じめじめ、じめじめ、ここ最近ずっと降り続いている雨が鬱陶しい。小さな水溜まりに気付かずに、思いっきり足を踏み入れたときなんてもう最悪で、足首やふくらはぎの裏に飛んだ泥を見て一気に気持ちが沈んでいくのだ。

そんな感じで袴の裾を泥で汚しながら、忘れ物を取りに教室へ続く廊下を走る。がらりと教室の後ろの扉を開くとびくりと肩を震わせてこちらを振り向く女子がいた。まさかこの時間に人がいるとは思ってなかったから少しの間だけ固まっていると、教室の中の人影が先に口を開いた。

「なんだ犬飼か…びっくりしたー」

「人をお化けかなんかみたいに。
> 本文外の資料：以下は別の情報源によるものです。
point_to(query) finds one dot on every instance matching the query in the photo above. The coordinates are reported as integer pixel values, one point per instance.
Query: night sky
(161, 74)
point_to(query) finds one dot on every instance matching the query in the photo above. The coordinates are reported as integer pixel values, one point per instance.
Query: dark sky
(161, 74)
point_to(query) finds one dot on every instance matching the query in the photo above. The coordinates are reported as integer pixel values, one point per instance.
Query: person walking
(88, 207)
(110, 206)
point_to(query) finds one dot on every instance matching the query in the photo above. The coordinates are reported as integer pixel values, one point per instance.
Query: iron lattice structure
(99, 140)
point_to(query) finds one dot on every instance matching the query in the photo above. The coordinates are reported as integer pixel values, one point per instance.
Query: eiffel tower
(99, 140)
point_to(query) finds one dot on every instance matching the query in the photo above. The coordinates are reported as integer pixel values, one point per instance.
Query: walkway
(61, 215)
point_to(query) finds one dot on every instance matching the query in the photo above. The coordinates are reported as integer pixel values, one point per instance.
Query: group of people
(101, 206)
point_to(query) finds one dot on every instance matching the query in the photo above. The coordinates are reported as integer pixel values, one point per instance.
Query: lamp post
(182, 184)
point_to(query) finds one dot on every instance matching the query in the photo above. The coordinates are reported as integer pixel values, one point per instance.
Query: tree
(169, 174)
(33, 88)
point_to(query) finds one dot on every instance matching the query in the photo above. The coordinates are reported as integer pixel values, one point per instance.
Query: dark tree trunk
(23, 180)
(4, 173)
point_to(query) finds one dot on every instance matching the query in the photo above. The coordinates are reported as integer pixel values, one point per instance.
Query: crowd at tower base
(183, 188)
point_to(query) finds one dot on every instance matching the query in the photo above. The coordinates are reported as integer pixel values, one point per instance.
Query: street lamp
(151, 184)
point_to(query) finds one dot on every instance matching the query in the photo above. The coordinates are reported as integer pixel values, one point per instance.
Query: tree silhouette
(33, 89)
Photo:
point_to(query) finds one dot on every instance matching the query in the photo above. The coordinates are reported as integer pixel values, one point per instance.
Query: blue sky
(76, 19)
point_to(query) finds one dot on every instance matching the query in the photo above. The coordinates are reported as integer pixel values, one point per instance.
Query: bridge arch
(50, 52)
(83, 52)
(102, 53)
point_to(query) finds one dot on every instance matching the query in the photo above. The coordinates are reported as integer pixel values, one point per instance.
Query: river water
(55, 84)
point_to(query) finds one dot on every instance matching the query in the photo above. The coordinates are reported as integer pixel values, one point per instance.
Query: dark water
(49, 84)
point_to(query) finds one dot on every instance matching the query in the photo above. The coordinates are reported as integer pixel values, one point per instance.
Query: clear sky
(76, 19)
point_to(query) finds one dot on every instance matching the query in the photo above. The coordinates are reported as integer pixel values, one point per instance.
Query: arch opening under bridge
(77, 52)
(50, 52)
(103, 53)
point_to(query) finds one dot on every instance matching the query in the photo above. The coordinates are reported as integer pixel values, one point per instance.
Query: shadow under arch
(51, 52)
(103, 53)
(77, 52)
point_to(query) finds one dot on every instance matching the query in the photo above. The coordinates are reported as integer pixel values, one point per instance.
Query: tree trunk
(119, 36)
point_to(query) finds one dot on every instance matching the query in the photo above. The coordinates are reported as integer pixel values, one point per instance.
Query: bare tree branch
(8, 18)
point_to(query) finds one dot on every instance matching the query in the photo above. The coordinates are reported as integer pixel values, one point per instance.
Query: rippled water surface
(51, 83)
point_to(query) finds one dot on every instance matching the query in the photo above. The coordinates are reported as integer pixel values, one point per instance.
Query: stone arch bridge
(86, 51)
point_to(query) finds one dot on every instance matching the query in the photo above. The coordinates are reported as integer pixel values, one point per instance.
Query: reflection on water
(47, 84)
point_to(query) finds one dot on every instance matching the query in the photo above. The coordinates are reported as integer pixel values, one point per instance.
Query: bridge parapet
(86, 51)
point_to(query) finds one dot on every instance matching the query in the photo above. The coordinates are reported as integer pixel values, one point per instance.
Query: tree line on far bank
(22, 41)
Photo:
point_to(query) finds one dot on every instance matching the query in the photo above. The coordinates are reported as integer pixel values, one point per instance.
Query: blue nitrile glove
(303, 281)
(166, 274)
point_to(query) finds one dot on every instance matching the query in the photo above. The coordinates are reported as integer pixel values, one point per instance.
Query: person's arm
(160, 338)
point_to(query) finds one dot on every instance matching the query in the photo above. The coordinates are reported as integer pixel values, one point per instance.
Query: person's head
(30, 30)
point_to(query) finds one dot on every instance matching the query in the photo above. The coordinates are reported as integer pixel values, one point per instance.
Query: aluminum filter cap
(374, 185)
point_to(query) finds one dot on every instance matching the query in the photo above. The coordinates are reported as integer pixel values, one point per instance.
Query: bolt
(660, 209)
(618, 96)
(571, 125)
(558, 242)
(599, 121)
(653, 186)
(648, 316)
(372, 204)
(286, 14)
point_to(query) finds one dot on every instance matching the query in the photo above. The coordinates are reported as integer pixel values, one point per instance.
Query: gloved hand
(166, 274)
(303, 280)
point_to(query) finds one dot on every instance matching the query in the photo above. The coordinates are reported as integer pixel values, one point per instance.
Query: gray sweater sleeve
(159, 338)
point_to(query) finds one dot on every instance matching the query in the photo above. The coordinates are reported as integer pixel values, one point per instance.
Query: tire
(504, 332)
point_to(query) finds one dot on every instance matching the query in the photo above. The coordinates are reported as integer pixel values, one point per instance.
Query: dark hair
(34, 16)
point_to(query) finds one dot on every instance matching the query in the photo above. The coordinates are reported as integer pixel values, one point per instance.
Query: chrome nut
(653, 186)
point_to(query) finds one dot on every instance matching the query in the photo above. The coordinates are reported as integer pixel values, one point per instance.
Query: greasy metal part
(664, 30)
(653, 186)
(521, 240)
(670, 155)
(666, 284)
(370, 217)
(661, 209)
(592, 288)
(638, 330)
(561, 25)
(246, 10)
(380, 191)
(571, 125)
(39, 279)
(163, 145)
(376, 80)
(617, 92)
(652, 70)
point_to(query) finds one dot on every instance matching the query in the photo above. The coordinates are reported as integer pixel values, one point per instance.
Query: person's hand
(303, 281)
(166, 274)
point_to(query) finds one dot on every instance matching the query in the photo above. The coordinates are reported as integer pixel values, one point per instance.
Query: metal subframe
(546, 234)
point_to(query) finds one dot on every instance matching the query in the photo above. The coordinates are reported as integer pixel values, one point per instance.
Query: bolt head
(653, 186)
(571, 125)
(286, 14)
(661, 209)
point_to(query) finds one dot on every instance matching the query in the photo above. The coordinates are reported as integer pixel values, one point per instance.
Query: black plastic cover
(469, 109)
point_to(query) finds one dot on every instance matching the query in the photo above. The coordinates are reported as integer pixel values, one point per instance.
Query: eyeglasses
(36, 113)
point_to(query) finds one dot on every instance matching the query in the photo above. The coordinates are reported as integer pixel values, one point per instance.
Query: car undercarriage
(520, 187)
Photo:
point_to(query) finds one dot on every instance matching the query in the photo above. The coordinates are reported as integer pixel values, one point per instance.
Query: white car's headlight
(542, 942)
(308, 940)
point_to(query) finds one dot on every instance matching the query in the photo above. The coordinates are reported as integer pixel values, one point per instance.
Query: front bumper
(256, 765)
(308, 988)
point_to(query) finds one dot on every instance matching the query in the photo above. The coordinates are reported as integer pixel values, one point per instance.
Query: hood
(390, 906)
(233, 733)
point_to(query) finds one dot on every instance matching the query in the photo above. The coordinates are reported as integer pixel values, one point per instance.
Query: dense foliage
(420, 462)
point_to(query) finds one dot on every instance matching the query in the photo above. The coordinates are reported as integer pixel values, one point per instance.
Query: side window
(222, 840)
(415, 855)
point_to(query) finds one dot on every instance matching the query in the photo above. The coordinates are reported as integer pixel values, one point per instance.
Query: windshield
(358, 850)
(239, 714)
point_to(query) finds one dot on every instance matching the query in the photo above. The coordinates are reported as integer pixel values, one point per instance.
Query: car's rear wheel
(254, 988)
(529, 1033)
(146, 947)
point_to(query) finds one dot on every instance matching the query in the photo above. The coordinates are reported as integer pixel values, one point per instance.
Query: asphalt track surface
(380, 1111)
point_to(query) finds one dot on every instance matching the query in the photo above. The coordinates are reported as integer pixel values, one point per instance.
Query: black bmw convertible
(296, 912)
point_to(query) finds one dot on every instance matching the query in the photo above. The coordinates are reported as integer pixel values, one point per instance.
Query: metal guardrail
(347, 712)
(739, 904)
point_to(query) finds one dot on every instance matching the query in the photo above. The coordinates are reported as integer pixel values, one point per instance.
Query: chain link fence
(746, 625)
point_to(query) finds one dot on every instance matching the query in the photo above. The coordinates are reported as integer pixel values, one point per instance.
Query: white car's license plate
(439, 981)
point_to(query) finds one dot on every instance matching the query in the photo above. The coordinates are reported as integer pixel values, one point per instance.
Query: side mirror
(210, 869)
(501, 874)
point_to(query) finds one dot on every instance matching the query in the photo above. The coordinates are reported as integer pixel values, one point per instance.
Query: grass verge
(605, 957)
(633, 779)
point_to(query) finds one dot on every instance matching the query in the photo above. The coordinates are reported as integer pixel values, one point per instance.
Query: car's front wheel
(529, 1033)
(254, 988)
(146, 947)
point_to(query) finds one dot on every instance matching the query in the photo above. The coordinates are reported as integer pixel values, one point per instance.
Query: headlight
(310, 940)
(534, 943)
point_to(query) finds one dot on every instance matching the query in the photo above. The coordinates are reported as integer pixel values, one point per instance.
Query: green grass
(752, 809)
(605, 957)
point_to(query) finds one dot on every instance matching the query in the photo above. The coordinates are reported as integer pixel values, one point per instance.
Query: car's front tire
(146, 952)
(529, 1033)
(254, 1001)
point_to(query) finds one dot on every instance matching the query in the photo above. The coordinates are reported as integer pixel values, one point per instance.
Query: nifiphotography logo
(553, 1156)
見られちゃまずいことでもしてたわけ」

「いきなり入ってくりゃ誰でも驚くでしょ!日誌かいてただけですー」

教室に残っていたのは俺の隣の席であるこの学校にたった二人しかいない貴重な女子で、そいつはむっとしたような声でそういってまた視線を手元、多分日誌、に目を落とす。そんな苗字を横目に黒板にかかれた週番の文字の下の方を確認すると、そこには確かに男子の少し汚い字で彼女の名前が書いてあった。

「部活?」

「ん、忘れ物とりにきた」

「ふーん、頑張ってね」

「おーよ」

空いた窓からあまり爽やかとはいえない湿った風が吹き込むと、彼女の髪はふわりと靡いて、シャンプーなのかなんなのか、女子特有の甘い香りを漂わせた。じっと苗字を見ているとばちりと目が合って、思わず逸らしてしまった。なんとなく、顔が熱い。自分の机の横にかかってる鞄からお目当てのタオルを取り出せば来た道をそのまま引き返した。教室の扉を閉めるガラガラという音をバックにぽつりと苗字にむかって呟く。

「俺、お前のことすきだわ」


口にしてから、なるほど、俺はこいつがすきなのかと、自分で納得した。俺の言葉から一拍おいて、閉まった扉の向こうから「は!?」とすっとんきょうな声がきこえた。ついでにガタタッという大きな音。自然と溢れる笑いをおさえながら鼻歌まじりに弓道場へと歩を進めた。